Les membres d’ABDIL et leurs représentant·es défendent, notamment, le droit à la juste rémunération de leur travail, un statut professionnel adapté à leur pratique et à l’intermittence de leurs rémunérations, l’adhésion à un régime de sécurité sociale équitable et solidaire, un financement public suffisant à garantir la diversité de la création culturelle.
ABDIL travaille de concert avec d’autres fédérations professionnelles du secteur des arts et est également membre de l’Union des Professionnel·les des Arts et de la Création pôle Travailleur·euses (UPACT).
Depuis 2020, ABDIL a notamment :
Participé à l’élaboration de propositions soumises au gouvernement fédéral dans le cadre de la réforme des dispositifs de protection sociale pour les travailleur·euses des arts (projet de l’UPACT) ;
- Participé à la consultation visant à la mise en œuvre de la réforme au sein du groupe de travail WITA, en tant que représentant des artistes créateurices (note WITA) ;
- Fait reconnaître la bande dessinée comme secteur artistique à part entière dans les textes législatifs concernant la protection sociale des travailleur·euses des arts ;
- Proposé, soutenu et accompagné la candidature d’expert·es au sein de la Commission du travail des arts ;
- Assuré un relai et un dialogue régulier avec les cabinets des ministres en charge de la réforme ;
- Informé et accompagné les professionnel·les de son secteur dans l’évolution des dispositifs ;
- Participé à des avis sur de nombreux dossiers au sein de la Chambre de concertation des Écritures et du Livre, dont l’adoption de mesures soutenant la création et la rémunération des auteurices dans la rédaction du très récent Décret de financement des Lettres et du Livre.

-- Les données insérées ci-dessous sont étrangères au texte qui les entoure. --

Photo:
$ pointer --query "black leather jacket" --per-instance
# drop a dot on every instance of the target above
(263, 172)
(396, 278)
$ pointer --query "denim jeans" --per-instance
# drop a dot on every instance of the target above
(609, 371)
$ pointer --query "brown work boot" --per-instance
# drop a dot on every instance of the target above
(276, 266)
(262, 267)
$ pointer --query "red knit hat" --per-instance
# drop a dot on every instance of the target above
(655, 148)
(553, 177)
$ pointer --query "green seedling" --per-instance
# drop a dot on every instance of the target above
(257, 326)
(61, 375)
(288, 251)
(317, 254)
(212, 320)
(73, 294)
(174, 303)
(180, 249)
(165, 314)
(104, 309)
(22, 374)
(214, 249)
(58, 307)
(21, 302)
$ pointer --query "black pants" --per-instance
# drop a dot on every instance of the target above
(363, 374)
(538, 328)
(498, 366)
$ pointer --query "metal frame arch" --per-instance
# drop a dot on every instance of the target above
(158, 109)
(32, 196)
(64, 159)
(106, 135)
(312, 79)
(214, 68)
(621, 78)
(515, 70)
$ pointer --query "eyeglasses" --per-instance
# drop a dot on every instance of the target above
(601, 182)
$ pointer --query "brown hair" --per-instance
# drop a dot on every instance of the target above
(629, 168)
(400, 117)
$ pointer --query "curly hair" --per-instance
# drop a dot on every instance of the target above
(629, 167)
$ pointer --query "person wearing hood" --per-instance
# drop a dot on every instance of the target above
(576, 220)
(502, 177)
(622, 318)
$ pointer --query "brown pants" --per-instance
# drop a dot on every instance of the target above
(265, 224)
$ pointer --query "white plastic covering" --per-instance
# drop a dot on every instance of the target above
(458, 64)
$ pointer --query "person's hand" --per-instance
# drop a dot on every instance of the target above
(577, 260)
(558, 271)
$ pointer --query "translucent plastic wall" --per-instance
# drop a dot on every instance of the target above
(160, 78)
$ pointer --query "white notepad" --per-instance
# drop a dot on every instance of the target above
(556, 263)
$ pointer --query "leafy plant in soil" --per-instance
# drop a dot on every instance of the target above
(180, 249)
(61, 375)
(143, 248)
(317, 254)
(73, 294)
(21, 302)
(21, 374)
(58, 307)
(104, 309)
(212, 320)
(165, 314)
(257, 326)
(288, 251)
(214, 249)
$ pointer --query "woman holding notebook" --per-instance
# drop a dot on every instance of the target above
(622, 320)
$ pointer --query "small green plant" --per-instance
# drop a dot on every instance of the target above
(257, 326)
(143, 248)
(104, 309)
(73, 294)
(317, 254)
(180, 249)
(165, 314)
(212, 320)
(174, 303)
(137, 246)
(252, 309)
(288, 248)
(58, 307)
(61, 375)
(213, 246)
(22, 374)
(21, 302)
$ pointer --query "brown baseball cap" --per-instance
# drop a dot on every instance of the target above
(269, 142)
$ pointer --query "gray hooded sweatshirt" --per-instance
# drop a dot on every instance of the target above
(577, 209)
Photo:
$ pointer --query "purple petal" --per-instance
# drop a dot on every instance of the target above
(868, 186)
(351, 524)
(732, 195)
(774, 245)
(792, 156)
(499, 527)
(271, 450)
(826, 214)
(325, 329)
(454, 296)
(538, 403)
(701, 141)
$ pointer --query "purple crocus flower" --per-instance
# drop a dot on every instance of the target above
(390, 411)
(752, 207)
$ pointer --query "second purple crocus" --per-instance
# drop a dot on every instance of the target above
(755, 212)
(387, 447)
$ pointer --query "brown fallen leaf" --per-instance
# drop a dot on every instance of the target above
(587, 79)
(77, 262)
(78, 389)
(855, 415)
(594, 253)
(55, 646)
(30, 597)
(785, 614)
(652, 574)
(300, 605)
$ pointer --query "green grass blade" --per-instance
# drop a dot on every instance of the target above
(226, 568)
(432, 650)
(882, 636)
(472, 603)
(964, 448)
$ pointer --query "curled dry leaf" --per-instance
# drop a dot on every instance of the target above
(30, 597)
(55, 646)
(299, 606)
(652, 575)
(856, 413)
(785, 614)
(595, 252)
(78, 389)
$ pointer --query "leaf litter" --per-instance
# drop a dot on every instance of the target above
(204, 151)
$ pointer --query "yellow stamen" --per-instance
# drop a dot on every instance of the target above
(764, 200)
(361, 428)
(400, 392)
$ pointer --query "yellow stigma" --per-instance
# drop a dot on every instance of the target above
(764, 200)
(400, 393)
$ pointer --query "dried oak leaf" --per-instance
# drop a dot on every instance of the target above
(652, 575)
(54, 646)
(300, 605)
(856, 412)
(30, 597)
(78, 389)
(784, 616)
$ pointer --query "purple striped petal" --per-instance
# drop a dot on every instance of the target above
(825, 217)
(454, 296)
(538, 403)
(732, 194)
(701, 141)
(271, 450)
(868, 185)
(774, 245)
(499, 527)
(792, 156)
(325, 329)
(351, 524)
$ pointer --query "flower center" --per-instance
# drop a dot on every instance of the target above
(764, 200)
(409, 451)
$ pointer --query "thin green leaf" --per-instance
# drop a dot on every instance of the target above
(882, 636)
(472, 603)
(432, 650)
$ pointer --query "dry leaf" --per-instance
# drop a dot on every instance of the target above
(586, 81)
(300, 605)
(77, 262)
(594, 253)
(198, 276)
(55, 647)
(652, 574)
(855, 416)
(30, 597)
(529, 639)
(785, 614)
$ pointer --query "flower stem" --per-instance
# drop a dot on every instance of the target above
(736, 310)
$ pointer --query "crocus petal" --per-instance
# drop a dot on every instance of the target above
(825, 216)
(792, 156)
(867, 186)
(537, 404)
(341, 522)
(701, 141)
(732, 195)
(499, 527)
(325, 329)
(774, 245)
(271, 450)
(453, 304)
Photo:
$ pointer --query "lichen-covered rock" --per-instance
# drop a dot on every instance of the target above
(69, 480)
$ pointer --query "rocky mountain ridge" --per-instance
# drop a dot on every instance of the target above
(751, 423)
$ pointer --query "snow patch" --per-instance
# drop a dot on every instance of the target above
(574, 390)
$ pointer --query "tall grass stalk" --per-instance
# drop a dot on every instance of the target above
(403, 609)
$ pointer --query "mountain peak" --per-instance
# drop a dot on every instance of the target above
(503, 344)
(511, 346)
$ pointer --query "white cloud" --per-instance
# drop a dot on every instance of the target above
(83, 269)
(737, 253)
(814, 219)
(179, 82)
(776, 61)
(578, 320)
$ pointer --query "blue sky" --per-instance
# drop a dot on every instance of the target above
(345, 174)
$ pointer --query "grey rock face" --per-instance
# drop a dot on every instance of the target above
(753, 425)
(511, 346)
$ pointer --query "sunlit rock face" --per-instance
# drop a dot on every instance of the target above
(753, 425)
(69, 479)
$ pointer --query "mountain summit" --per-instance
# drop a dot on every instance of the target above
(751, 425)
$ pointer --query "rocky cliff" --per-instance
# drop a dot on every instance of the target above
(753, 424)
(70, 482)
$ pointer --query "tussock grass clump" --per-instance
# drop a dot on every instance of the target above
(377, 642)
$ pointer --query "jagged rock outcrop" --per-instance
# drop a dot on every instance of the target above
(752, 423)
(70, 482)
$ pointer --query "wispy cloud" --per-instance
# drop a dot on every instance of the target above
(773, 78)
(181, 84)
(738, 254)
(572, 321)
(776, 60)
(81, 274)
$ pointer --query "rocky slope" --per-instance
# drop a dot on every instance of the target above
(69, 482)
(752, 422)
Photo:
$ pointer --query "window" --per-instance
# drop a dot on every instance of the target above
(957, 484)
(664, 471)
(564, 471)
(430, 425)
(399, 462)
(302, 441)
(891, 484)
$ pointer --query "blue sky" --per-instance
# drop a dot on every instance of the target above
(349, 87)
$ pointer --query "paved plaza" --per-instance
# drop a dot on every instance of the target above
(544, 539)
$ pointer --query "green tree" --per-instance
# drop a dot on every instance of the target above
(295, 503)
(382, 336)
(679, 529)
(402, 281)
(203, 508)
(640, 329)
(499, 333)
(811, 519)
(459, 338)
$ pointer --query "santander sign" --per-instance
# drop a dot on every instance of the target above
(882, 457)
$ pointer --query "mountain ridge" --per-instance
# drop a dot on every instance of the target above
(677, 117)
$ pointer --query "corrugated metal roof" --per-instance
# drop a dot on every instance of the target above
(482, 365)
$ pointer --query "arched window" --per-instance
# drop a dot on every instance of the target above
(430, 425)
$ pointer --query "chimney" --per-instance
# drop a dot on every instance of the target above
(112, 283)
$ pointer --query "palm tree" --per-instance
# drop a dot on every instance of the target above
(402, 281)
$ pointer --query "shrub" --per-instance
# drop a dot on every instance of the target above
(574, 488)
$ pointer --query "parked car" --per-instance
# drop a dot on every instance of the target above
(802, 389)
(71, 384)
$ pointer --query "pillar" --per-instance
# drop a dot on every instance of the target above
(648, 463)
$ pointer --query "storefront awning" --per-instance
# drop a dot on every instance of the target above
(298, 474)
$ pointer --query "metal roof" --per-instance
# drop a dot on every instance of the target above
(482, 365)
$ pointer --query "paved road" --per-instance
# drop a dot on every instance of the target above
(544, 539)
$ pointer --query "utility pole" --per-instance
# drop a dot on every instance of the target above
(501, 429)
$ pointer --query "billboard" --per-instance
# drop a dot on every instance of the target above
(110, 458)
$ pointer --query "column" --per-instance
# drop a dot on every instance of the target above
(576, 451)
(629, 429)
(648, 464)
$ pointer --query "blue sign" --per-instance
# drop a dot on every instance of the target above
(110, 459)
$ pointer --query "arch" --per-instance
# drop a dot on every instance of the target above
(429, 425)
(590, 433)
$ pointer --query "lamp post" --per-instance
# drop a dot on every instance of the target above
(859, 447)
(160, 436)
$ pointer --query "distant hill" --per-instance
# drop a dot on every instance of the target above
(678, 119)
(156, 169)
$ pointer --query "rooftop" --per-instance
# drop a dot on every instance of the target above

ABDIL vous soumet ici ses réflexions et demandes pour la nouvelle gouvernance :
1 - Simplification administrative
Concernant les questions juridiques et fiscales, les travailleur·euses des arts peinent à s’informer correctement sur leurs droits car les outils d’accompagnement sont pour l’instant très limités pour le domaine des arts en Belgique. Les dispositifs spécifiques pour les artistes professionnel·les sont nombreux, complexes et souvent difficilement compréhensibles. L’enseignement fait défaut et une information neutre et complète est difficile à trouver. Cette situation a pour conséquence une grande insécurité juridique et sociale. Elle contraint également les travailleur·euses à de nombreux bricolages administratifs ou les oblige à avoir recours à des intermédiaires parfois chers et peu soucieux des intérêts réels de leurs usager·ères.
ABDIL demande :
- un guichet unique d’information pour tout ce qui concerne le parcours du travail artistique (statut indépendant et salarié, emploi, intermédiaire, fiscalité, etc.) et les aides publiques ;
- une harmonisation des demandes d’aide et de soutien entre les différentes structures publiques ;
- un accès clarifié et homogène aux demandes d’aide publique sur Culture.be, aux formulaires en ligne pour introduire les demandes d’aide ;
- la transparence dans la répartition des aides et soutiens publics culturels, la simplification de l’accès à ces données pour toustes.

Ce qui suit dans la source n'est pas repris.